Usually, if people had issues with the scarring on the side of my face, they made it known when I met. Then again, I wasn’t usually wearing a full-face helmet. “Fire shit,” I said.
“Cool! Like from an alien?” she asked.
“Sure, let’s go with that,” I said. “Lost my eye and everything. This one’s a cybernetic one.”
“That’s pog as fuck.”
I stared. “Where’d you pick up ‘pog’?”
“I thought that’s what people your age said,” Raccoon said.

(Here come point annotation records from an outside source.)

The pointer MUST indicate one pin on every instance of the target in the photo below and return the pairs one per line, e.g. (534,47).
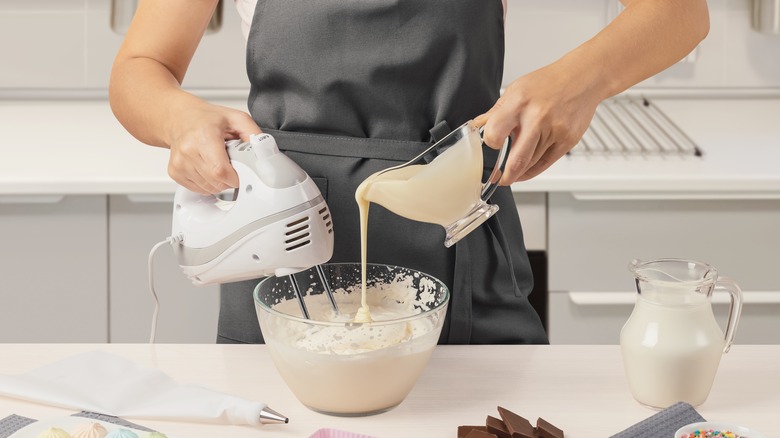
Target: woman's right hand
(198,159)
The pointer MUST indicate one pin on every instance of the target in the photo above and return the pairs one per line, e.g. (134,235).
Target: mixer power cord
(171,240)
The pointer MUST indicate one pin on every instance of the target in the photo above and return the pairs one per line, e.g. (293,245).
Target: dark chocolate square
(518,426)
(547,430)
(476,433)
(497,427)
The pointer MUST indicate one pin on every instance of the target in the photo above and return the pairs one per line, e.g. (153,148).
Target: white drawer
(591,242)
(597,317)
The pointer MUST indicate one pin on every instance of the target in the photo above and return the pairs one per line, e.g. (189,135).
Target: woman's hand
(198,159)
(546,114)
(548,110)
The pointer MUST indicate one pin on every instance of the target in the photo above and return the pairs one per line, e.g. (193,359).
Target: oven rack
(633,126)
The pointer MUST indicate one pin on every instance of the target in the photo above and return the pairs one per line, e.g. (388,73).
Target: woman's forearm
(145,90)
(646,38)
(145,98)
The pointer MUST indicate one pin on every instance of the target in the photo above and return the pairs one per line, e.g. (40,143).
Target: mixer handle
(491,184)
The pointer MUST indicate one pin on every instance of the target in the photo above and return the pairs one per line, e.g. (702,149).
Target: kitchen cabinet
(53,268)
(593,236)
(188,313)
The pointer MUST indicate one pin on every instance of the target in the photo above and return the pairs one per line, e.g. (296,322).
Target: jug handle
(735,309)
(491,184)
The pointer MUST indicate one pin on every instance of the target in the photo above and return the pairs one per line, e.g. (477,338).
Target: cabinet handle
(165,198)
(673,196)
(629,298)
(31,199)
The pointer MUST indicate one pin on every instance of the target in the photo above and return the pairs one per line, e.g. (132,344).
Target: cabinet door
(188,313)
(592,238)
(53,269)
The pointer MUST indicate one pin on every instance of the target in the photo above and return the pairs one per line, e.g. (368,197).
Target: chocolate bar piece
(497,427)
(518,426)
(547,430)
(476,433)
(463,431)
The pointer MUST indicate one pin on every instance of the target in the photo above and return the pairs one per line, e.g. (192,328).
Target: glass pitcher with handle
(448,191)
(671,343)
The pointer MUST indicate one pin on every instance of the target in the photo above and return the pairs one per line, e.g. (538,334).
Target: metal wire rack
(633,126)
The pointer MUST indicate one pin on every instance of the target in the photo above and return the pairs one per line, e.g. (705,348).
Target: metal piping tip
(269,416)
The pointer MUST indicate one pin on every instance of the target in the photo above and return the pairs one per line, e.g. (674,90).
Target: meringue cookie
(121,433)
(54,432)
(90,430)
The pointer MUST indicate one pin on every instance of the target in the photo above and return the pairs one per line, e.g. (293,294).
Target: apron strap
(439,131)
(460,319)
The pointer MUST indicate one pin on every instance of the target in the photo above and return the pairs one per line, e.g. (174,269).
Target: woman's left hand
(546,112)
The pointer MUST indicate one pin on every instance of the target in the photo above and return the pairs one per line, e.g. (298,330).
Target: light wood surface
(581,389)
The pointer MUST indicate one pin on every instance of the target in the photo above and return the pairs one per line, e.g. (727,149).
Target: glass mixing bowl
(336,366)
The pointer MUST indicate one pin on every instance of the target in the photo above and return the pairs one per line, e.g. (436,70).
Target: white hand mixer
(277,223)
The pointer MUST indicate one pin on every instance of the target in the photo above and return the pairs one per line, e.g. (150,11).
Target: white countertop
(78,147)
(581,389)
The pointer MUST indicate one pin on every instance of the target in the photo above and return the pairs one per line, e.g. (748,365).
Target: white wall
(732,56)
(69,44)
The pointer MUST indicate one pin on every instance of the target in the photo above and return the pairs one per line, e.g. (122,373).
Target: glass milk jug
(671,343)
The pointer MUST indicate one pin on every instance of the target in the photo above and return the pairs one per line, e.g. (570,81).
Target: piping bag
(104,383)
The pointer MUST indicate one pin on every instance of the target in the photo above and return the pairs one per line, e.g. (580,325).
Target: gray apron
(350,87)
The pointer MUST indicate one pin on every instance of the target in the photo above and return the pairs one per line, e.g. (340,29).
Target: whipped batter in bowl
(336,366)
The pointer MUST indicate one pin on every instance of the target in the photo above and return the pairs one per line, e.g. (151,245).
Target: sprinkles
(711,433)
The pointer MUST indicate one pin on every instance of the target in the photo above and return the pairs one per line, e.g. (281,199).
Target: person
(348,88)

“Well, that’s horrific,” Gomorrah said.
Franny cleared her throat and leaned forwards until she was on the edge of her seat. “Why, exactly, can’t I come?” she asked.
“Because you need to keep Raccoon company,” I said. “Rac, we’ll let you use, uh… there’s a screen somewhere in this car. You can use it to see what’s going on. Gomorrah and I, I at least, will feed you video.”
“Awesome,” Raccoon said.
“I’m not a babysitter,” Franny hissed. “And you can hardly keep me here.”
“We can literally keep you here,” I said.
“Cat,” Gomorrah warned. She turned towards Franny while I popped the tab on my drink and took a sip. It was… really plain. Water with a tiny hint of a fruity after-taste. Then I felt an electric shiver run down my spine, and I blinked my eyes feeling fully awake. “Franny, I’m… I’m not just Delilah.”
“You’ve hardly changed that much,” Franny said. “It’s been what, three months?”
“Yes, Franny, three months. A very long three months, where I became a saint, and where I’ve done a lot. I’m not the same Delilah, dammit.”
“If Sister Clarice heard you now,” Franny said.